Inspiration
Driving on 6-7 hours of sleep doubles the risk of getting into a crash, and driving on less than 5 hours of sleep doubles it again. After just 20 hours without sleep, a driver’s reaction time is comparable to those with a blood alcohol content (BAC) of 0.08% – well above the legal limit. Additionally, it is estimated that 6,000 deaths every year are attributable to driving under sleep deprivation (source).
Some metrics, which are directly measurable by eye gaze alone, have been shown to have a significant difference between well-rested and sleep-deprived test subjects, including gaze–target synchronization and binocular coordination and increased visual reaction time.

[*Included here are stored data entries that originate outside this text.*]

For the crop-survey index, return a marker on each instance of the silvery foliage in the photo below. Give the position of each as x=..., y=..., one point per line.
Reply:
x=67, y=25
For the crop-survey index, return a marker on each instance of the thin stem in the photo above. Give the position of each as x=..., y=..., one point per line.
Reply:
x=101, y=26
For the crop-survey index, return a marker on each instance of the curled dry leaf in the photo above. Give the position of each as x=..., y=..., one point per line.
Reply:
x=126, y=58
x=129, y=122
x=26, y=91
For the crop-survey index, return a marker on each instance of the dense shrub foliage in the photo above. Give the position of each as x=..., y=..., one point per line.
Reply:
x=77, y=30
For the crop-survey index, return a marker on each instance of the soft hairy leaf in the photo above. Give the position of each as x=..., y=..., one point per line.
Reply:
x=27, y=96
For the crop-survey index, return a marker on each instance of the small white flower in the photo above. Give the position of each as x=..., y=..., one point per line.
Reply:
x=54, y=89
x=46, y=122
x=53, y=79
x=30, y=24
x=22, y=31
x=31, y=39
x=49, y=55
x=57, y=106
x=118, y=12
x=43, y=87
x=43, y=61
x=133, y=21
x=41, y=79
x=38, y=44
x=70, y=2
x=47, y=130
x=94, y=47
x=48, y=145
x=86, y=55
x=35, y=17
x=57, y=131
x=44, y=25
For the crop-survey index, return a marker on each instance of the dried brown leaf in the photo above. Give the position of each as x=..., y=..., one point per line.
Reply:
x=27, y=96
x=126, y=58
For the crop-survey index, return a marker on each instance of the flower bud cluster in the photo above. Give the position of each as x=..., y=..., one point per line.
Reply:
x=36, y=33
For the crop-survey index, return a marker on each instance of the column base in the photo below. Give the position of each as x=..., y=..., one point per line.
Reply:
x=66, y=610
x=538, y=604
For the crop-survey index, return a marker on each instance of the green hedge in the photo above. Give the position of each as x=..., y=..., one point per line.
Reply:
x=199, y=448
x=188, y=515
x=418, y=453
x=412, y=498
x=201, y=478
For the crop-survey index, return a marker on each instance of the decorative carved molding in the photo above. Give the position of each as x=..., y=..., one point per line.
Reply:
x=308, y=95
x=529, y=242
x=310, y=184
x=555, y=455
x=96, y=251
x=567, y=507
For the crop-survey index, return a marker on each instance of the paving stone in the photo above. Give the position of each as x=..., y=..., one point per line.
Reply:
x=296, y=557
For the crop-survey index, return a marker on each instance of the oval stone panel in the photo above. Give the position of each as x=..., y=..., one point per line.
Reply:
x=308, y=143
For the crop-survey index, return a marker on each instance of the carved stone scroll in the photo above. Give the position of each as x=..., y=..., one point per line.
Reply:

We take steps to create an accessible, efficient test to quantify sleep deprivation before driving.
What it does
We have built a more accessible way of measuring cognitive impairment due to sleep in the form of a reaction time test. The user is presented with a red bar on either side of the screen, which switches sides randomly. They must keep their eyes on the bar, and from computer webcam data, we are then able to calculate the reaction time. Slower reaction times are correlated with more severe cognitive impairment.
How we built it
We created an eye tracker with OpenCV and used it to estimate iris location. This provides a JSON file containing the relative iris position for the left and right eyes at a 15 Hz sampling rate along with a log of which visual stimuli were shown to the user and at what time. We analyze this data by taking the 1 second of eye recording data after each stimulus, identifying the point of maximum iris speed, and treating that as the reaction time. Then, we aggregate this across ~8 trials to reduce variance, and generate a PDF report using pdfkit and wkhtmltopdf.
Accomplishments that we're proud of
We created something technically advanced that has potentially interesting use cases.
What we learned
We learned about the correlation of eye-tracking measures with reaction time, attention, and general cognitive impairment, as well as the technical components of recording and processing raw eye movement data.
What's next for Cognivision
During this project, we mainly tested on our moderately sleep deprived team members. In the future, we could collect data across different demographics (age group, gender, etc.) in all states of impairment to better determine which reaction times should be correlated with which states. In addition, since reaction time might vary greatly across individuals, we could calibrate an individual’s reaction time and base future predictions on previous results. We could also perform tests for other cognitive metrics such as memory, binocular coordination, and visual attention, to obtain an even more accurate picture of cognitive impairment.